- It is not even enough for us to be convinced of the gospel; we must act and think so that we are converted by it.
He shares that when we die and we all enter God's presence during the final judgement, we will be judge based on what we did with the knowledge we were given. Our judgement will not be a list of good and bad things we did but more of a review of who we became through the adversities of life.
- The Final Judgment is not just an evaluation of a sum total of good and evil acts—what we have done. It is an acknowledgment of the final effect of our acts and thoughts—what we have become.
The plan of salvation leads us to what our Heavenly Father wants us to become. Our focus should be on how we are becoming more like our Father in Heaven through our earthly experiences.
- The commandments, ordinances, and covenants of the gospel are not a list of deposits required to be made in some heavenly account. The gospel of Jesus Christ is a plan that shows us how to become what our Heavenly Father desires us to become.
- The gospel of Jesus Christ is the plan by which we can become what children of God are supposed to become.
President Oaks shares that our family relationships will have more effect on who we become spiritually than any calling, service, or event that we have in our lives. The day to day family trials, teach us more about becoming like our Heavenly Father than any other venue we could find ourselves in. It is no wonder that we are being encouraged today to make our homes a place where the spirit can be felt.
- Now is the time for each of us to work toward our personal conversion, toward becoming what our Heavenly Father desires us to become. As we do so, we should remember that our family relationships—even more than our Church callings—are the setting in which the most important part of that development can occur. The conversion we must achieve requires us to be a good husband and father or a good wife and mother. Being a successful Church leader is not enough. Exaltation is an eternal family experience, and it is our mortal family experiences that are best suited to prepare us for it.
- I hope the importance of conversion and becoming will cause our local leaders to reduce their concentration on statistical measures of actions and to focus more on what our brothers and sisters are and what they are striving to become.
A list of challenges in life is given that could cause us much pain, concern, and heartache. President Oaks says that these experiences cause us to learn what God wants and needs us to become.
- Most of us experience some measure of what the scriptures call “the furnace of affliction.” Some are submerged in service to a disadvantaged family member. Others suffer the death of a loved one or the loss or postponement of a righteous goal like marriage or childbearing.

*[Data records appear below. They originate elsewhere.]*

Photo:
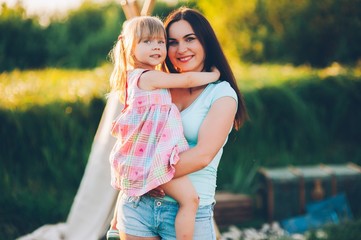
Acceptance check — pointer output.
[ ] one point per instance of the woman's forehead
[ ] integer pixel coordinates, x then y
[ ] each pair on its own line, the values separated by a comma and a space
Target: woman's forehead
180, 29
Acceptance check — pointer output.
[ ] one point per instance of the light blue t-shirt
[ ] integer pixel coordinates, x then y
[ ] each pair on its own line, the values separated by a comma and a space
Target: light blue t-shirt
205, 179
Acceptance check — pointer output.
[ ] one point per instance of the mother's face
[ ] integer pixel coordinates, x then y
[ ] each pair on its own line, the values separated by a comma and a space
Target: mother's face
185, 51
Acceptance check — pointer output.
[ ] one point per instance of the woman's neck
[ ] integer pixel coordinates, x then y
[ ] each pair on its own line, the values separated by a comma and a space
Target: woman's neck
184, 97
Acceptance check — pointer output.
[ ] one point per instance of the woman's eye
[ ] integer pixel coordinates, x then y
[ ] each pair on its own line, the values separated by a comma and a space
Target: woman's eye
172, 43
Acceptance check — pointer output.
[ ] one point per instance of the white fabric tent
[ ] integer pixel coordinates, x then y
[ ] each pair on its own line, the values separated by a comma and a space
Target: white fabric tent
93, 205
92, 209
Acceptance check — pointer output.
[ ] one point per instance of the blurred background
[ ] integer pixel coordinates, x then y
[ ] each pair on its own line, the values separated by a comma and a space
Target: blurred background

Still others struggle with personal impairments or with feelings of rejection, inadequacy, or depression. Through the justice and mercy of a loving Father in Heaven, the refinement and sanctification possible through such experiences can help us achieve what God desires us to become.
It is not enough for each of us to do the right things. It is vital that we learn how to do the right things for the right reasons. This requires a deeper understanding of the Father's purpose for us.
- We are challenged to move through a process of conversion toward that status and condition called eternal life. This is achieved not just by doing what is right, but by doing it for the right reason—for the pure love of Christ.
President Oaks speaks about the parable fo the laborer. Some people labored all day long, while some labored just a few hours, but in the end, all were paid the same amount agreed upon. He shares that God's process of making us something takes some people longer than others and we should never be discouraged or saddened by someone receiving the same blessings we receive even if those lessons are learned very late in life. He encourages us to never give up, never stop striving, and we will become more and more like our Father in Heaven day by day.
- Instead of being judgmental about others, we should be concerned about ourselves. We must not give up hope. We must not stop striving. We are children of God, and it is possible for us to become what our Heavenly Father would have us become.
There are two ways that we can know we are on the right path leading us to become more like our Heavenly Father. President Oaks shares:
- If we are losing our desire to do evil, we are progressing toward our heavenly goal.
- I understand this to mean that persons who are proceeding toward the needed conversion are beginning to see things as our Heavenly Father and His Son, Jesus Christ, see them. They are hearing His voice instead of the voice of the world, and they are doing things in His way instead of by the ways of the world.
What a great reminder that we need to worry about ourselves and not worry about others process of conversion. Our Father in Heaven is mindful of each of His children both in and out of the church. He is working with those inside and outside the church to become more than they currently are. He is preparing those that need the gospel and He is preparing those that have the gospel to help those that don't. We are naive to think that we are the only ones that our Father in Heaven is concerned with and we should never be discouraged that others took a different path to finding our Father than we took. The gospel plan helps us to become what God wants us to become. People inside and outside the church are progressing towards that goal of what our Father wants them to become.